Amazon UK dumps lorry-loads of unsold TVs and computers
Amazon is dumping millions of unsold items every year because it's cheaper for third-party sellers to have them destroyed than paying the online retailer to store them. An Amazon worker secretly filmed evidence of the waste over several months at the warehouse where he worked and passed the video to the UK's ITV News. The worker said: "From a Friday to a Friday, our target was to generally destroy 130,000 items a week. I used to gasp. There's no rhyme or reason to what gets destroyed. Dyson fans or Hoovers, the occasional MacBook and iPad." Sam Chetan-Welsh, political adviser to Greenpeace UK, said: "Expensive products that took energy and resources to manufacture come straight off the production line and into our overstretched waste system, and the high taxes needed to dispose of it all aren't being paid by Amazon." Commenting on the scandal, Philip Dunne, Conservative chairman of the Commons environmental audit committee, said: "How can Amazon protest its sustainability credentials with a straight face?"
STRATEGY
Hedge fund that bet against GameStop shuts down
A London-based hedge fund that suffered losses betting against U.S. retailer GameStop during the first meme stock rally in January is shutting its doors. White Square Capital, which at its peak managed about $440m in assets, had bet against GameStop, say people familiar with its positioning, and suffered double-digit per cent losses in January.

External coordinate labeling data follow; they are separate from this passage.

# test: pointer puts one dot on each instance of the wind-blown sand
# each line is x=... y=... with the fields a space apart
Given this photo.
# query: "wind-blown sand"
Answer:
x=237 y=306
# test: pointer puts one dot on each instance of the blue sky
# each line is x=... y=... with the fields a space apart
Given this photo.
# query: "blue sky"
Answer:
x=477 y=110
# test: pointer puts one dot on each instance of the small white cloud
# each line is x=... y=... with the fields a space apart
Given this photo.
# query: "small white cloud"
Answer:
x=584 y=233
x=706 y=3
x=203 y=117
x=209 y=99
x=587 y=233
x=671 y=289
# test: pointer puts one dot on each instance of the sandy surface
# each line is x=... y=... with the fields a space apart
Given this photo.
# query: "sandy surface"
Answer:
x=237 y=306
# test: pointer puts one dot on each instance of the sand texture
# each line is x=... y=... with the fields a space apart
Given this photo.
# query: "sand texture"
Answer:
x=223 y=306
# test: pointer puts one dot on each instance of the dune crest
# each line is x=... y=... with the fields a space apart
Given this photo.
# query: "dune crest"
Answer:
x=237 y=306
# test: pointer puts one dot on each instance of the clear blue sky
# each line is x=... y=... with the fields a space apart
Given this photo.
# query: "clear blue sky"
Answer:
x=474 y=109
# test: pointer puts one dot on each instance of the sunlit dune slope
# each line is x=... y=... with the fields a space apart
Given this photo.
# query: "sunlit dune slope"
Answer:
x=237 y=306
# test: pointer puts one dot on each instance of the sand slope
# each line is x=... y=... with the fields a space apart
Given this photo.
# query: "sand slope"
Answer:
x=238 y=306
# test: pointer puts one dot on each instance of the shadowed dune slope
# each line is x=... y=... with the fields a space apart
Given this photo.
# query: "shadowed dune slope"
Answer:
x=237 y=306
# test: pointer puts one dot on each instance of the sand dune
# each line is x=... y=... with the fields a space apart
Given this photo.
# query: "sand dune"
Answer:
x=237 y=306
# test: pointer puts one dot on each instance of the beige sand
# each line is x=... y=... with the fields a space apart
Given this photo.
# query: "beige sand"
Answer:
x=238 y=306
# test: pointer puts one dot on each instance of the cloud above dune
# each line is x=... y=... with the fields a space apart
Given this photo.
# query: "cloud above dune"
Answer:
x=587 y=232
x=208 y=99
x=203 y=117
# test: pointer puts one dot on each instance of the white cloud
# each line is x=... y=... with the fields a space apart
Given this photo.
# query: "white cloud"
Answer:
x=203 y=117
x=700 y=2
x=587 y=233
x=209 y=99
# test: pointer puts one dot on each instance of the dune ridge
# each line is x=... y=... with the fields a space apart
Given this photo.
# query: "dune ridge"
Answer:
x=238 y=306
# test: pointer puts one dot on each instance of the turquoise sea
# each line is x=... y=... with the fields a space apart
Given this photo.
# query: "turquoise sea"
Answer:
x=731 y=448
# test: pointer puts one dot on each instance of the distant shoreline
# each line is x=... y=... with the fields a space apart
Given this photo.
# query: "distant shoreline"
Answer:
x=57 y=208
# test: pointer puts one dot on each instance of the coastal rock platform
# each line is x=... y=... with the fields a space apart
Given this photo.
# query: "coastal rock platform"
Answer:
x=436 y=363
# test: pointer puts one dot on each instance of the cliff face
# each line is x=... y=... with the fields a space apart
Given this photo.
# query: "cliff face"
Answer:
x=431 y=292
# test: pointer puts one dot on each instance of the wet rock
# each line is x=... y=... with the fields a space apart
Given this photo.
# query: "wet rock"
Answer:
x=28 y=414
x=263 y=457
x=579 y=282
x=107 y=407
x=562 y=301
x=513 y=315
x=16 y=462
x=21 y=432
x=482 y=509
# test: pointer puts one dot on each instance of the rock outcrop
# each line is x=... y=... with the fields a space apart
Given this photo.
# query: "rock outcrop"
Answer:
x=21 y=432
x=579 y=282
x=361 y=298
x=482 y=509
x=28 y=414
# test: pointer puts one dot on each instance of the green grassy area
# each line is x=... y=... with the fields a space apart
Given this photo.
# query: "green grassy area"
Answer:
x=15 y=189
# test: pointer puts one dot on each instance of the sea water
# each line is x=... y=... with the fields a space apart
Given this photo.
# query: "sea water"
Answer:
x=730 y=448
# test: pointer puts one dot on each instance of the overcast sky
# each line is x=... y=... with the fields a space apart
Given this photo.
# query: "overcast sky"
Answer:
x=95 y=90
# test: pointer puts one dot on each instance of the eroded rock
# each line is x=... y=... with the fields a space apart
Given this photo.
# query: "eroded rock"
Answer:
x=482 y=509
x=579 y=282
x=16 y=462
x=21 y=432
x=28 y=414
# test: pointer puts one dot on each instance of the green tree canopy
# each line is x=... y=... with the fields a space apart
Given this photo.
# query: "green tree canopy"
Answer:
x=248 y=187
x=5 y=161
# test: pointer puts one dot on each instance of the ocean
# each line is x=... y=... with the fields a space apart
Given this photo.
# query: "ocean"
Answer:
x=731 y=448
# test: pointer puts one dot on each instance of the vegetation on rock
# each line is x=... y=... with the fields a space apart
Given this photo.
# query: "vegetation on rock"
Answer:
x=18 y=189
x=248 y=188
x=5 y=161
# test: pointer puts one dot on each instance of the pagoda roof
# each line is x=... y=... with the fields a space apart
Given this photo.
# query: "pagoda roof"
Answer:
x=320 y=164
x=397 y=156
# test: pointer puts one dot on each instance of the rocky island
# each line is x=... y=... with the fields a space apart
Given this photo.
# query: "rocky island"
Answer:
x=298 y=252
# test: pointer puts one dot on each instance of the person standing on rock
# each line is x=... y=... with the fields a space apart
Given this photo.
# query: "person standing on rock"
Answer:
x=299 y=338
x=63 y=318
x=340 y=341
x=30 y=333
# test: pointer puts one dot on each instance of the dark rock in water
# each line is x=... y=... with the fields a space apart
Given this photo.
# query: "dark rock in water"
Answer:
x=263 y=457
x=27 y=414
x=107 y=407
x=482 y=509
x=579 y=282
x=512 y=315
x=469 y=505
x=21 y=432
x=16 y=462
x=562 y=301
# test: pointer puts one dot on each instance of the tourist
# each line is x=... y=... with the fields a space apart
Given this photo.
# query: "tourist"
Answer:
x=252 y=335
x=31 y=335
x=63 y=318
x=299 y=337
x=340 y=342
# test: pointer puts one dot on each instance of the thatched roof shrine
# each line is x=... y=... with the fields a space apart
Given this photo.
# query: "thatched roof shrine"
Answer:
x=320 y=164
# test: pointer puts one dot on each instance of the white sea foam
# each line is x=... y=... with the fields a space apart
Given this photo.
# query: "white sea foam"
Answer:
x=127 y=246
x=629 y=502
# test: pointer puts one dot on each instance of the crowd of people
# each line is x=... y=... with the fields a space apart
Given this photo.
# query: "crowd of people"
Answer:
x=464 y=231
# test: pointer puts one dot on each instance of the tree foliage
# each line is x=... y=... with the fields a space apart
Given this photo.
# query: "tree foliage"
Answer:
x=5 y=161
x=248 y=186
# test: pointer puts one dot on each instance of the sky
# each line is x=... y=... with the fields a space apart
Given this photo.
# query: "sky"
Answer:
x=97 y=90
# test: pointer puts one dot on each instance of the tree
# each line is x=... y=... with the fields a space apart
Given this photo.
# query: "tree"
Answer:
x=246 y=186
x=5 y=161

The move marks one of the first closures of a hedge fund hit by the huge surges in so-called meme stocks. 
ECONOMY
Fed chief notes 'sustained' economic improvement
Federal Reserve Chairman Jerome Powell said Monday that job growth should pick up in coming months and temporary inflation pressures should ease as the economy continues to recover from the effects of the pandemic. In testimony prepared for delivery to Congress, he said the economy has shown "sustained improvement," noting progress on vaccinations and vast stimulus efforts by Congress and the Fed. Mr. Powell said the lending programs “helped unlock more than $2tn of funding” that reduced job losses at businesses, nonprofits and local governments. The central bank leader also highlighted rising inflation pressures that he expects to lessen over time.